If single server mode is used, the script will read one well at a time.
Reading a whole 96-well plate can take a few of hours.
Loading the images into memory is a major bottleneck at the moment.
In this mode, it is possible to run all the wells and loops simultaneously, depending on the cluster availability. If all wells and loops can run simultaneously, finishing the whole plate with several loops can take as few as 15-20 minutes.
Results and individual log files are stored in the /tmp folder in the output directory and merged afterwards.
The arguments for this analyses are the same as above, but you must use the argument
--cluster
to indicate that you are using a farmer of servers (cluster).
It is important to note that in this case, the LSF system will open one job_ID for each loop and each channel
After running the script, it will generate an array of sub-jobs (all of them with the same id if using one Loop).
If there are not enough hosts available, some sub-jobs will show PENDING, waiting for free hosts.
Note that for each loop you submit, 96 sub-jobs will be created. In this case, the non-existing wells (with no images) will fail without causing any problem to the analysis.
One job with a different Id will be created, and it will be Pending status until any other job finish. It is a conditional job and is responsible for making a final report in CSV format.
To see the jobs running and job status, use bjobs
.
For any reason, you can kill all sub-jobs at the same time with the command bkill Job_Id
.
Or use the prefix of all job names to kill all related jobs: bkill -J heartRate
Remember that if you have more than one loop, you will have one job_id for each loop. Then you have two options: or kill every Job_id one at a time, or kill all jobs related to the Heart Rate script at the cluster, using the job name.
To assess accuracy and classification rate of a specific version of the algorithm, test_accuracy.py can be used.
python qc_analysis/test_accuracy.py -i <input_dir> -o <output_dir>
It takes the same arguments as an input. The input directory should contain several folders with data to test upon. In addition, next to the folders, a ground truth file called "ground_truths.csv" hast to be placed.
Example folder structure:
.../input-directory/
├── Experiment-folder 1/
| ├── frame.tiff
| ├── frame.tiff
| └── [...]
|
├── Experiment-folder 2/
| ├── frame.tiff
| ├── frame.tiff
| └── [...]
|
└── ground_truths.csv
The ground truth file has to follow the following format. Matching is performed over all fields. "ground truth" field will be used to compare with BPM in the respective result csv files.
| DATASET | Index | WellID | Loop | Channel | | ground truth |
| ----------- | ----------- | ----------- | ----------- | ----------- | ------------ |
| Experiment-folder 1 | 1 | WE0001 | LO001 | CO6 | 104 |
| Experiment-folder 1 | 2 | WE0002 | LO001 | CO6 | 83 |
| ... | ... | ... | ... | ... | ... |
| Experiment-folder 2 | 1 | WE0001 | LO001 | CO6 | NA |
| Experiment-folder 2 | 2 | WE0002 | LO001 | CO6 | 110 |
| ... | ... | ... | ... | ... | ... |
We welcome any reports on bug, usage experience and contributions in the form of bug patches and new features! Feel free to open a thread in the issue tracker or contact any of the maintainers (Marcio Ferreira, Tomas Fitzgerald, Sebastian Stricker) directly.

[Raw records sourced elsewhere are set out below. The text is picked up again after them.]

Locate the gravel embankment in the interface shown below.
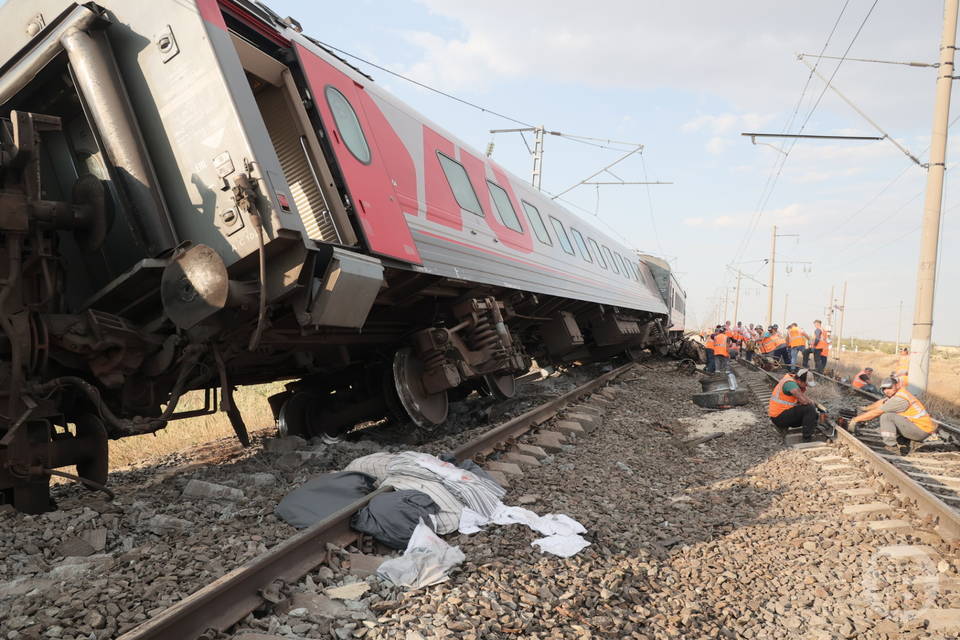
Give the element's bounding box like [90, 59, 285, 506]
[233, 365, 960, 640]
[0, 363, 960, 640]
[0, 369, 595, 640]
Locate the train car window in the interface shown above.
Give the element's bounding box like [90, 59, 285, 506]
[614, 251, 630, 278]
[324, 85, 370, 164]
[487, 180, 523, 233]
[603, 245, 620, 273]
[550, 216, 577, 256]
[587, 238, 608, 269]
[570, 227, 593, 262]
[437, 151, 483, 216]
[520, 200, 553, 246]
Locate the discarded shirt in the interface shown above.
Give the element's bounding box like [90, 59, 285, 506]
[377, 521, 465, 589]
[346, 451, 506, 534]
[530, 534, 590, 558]
[458, 503, 590, 558]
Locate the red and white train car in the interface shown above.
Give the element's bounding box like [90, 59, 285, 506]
[0, 0, 671, 510]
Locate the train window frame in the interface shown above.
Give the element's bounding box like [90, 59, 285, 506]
[487, 180, 523, 233]
[587, 236, 610, 271]
[520, 199, 553, 247]
[550, 216, 577, 256]
[323, 84, 373, 166]
[603, 245, 620, 275]
[437, 151, 485, 218]
[570, 227, 593, 264]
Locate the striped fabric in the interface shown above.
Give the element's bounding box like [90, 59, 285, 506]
[345, 451, 506, 534]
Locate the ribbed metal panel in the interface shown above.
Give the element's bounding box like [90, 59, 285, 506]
[257, 89, 338, 242]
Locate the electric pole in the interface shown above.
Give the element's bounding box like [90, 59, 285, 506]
[531, 125, 543, 191]
[893, 300, 903, 355]
[767, 225, 810, 326]
[837, 281, 847, 361]
[909, 0, 960, 393]
[733, 269, 743, 326]
[767, 225, 777, 327]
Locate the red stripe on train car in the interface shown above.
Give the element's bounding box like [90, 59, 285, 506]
[416, 229, 644, 302]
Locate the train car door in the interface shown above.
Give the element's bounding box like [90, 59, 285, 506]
[294, 44, 422, 264]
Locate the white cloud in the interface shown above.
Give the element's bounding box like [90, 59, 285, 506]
[407, 0, 942, 126]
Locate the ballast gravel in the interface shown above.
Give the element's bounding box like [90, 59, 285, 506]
[0, 362, 960, 640]
[232, 363, 960, 640]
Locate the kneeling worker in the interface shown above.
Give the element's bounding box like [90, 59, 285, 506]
[767, 369, 818, 442]
[849, 378, 937, 454]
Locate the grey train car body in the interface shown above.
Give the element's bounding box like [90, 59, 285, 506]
[0, 0, 682, 512]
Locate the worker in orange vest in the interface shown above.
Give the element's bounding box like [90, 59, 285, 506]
[767, 369, 818, 442]
[770, 325, 790, 365]
[713, 325, 730, 373]
[849, 378, 937, 455]
[703, 331, 717, 373]
[813, 329, 830, 373]
[787, 322, 807, 371]
[850, 367, 880, 393]
[890, 347, 910, 389]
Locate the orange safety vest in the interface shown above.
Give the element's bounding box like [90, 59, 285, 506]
[893, 389, 937, 433]
[713, 332, 730, 358]
[790, 327, 806, 347]
[767, 373, 798, 418]
[813, 329, 830, 356]
[760, 336, 774, 353]
[850, 369, 870, 389]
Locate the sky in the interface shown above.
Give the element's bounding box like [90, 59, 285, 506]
[268, 0, 960, 345]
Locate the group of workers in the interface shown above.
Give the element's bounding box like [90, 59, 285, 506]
[767, 362, 937, 455]
[703, 320, 937, 454]
[703, 320, 830, 373]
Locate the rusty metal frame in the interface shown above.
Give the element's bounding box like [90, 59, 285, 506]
[118, 363, 634, 640]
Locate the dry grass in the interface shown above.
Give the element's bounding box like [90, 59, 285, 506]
[110, 382, 283, 469]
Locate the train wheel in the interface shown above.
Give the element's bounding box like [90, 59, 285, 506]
[483, 373, 517, 400]
[74, 413, 110, 491]
[393, 347, 449, 429]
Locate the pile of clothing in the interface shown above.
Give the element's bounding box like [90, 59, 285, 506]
[276, 451, 590, 588]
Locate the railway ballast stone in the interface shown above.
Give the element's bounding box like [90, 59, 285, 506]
[531, 431, 564, 453]
[500, 451, 540, 467]
[516, 442, 550, 460]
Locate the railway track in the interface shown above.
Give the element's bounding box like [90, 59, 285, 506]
[119, 363, 634, 640]
[733, 362, 960, 541]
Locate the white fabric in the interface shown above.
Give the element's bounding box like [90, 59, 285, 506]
[531, 534, 590, 558]
[377, 520, 465, 589]
[346, 451, 506, 534]
[458, 503, 590, 558]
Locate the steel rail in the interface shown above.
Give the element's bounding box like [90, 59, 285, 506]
[118, 363, 634, 640]
[744, 363, 960, 542]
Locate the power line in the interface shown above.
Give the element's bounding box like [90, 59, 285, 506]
[640, 151, 663, 253]
[734, 0, 850, 270]
[310, 38, 533, 127]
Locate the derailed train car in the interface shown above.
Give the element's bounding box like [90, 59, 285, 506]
[0, 0, 668, 512]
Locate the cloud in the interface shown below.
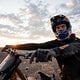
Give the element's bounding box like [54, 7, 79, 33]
[61, 0, 77, 9]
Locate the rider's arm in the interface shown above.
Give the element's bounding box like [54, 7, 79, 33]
[53, 42, 80, 57]
[6, 40, 57, 50]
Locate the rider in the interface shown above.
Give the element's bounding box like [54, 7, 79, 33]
[3, 15, 80, 80]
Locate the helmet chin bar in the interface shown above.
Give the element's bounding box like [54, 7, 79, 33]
[55, 30, 72, 41]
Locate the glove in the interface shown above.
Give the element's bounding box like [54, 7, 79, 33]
[60, 43, 80, 57]
[30, 49, 55, 63]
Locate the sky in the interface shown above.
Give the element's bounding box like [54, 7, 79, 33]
[0, 0, 80, 46]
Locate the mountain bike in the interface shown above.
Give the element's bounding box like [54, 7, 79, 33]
[0, 48, 55, 80]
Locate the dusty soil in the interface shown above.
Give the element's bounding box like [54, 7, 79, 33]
[0, 51, 61, 80]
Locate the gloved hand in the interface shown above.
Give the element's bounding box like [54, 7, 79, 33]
[30, 49, 55, 63]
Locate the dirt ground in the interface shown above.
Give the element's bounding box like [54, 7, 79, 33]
[0, 51, 61, 80]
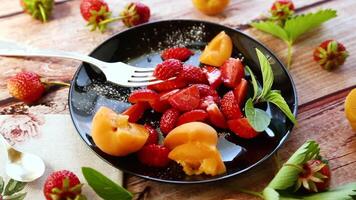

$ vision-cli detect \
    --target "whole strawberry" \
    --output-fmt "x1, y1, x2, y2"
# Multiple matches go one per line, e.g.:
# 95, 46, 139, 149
270, 0, 295, 22
7, 72, 45, 104
20, 0, 54, 22
313, 40, 348, 71
80, 0, 111, 32
120, 2, 151, 27
296, 159, 331, 192
43, 170, 86, 200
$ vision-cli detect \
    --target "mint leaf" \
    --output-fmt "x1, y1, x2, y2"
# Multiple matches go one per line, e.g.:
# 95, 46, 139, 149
245, 65, 261, 101
284, 9, 337, 43
256, 48, 274, 98
251, 21, 289, 42
4, 193, 26, 200
268, 141, 320, 190
264, 90, 297, 124
245, 98, 271, 132
4, 179, 26, 196
82, 167, 132, 200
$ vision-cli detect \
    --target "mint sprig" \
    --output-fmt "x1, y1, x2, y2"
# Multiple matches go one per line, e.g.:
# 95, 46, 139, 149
251, 9, 337, 68
82, 167, 132, 200
245, 48, 297, 132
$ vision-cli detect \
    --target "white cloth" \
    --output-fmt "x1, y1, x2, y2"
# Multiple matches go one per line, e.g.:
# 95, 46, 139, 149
0, 114, 123, 200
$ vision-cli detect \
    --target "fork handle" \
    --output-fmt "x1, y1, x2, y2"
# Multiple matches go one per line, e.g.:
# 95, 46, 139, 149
0, 40, 104, 68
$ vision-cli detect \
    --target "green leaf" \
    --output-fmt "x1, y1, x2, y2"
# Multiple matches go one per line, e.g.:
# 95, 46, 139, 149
0, 176, 5, 195
4, 192, 27, 200
245, 98, 271, 132
256, 48, 274, 98
268, 141, 320, 190
284, 9, 337, 43
4, 179, 26, 196
251, 21, 289, 42
82, 167, 132, 200
245, 65, 261, 101
264, 90, 297, 125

Please open a thread in the github issue tracker.
Great! We really appreciate any contributions.
- Please open a new GitHub pull request on the
dev
branch. - Make sure to commit about a single clearly defined issue/feature
- Please write a meaningful commit messages.
- Feel free to add yourself as a Contributor in the header of the file that you modified. If you add a new file, make sure to give it a header that is consistent with the rest of the repository.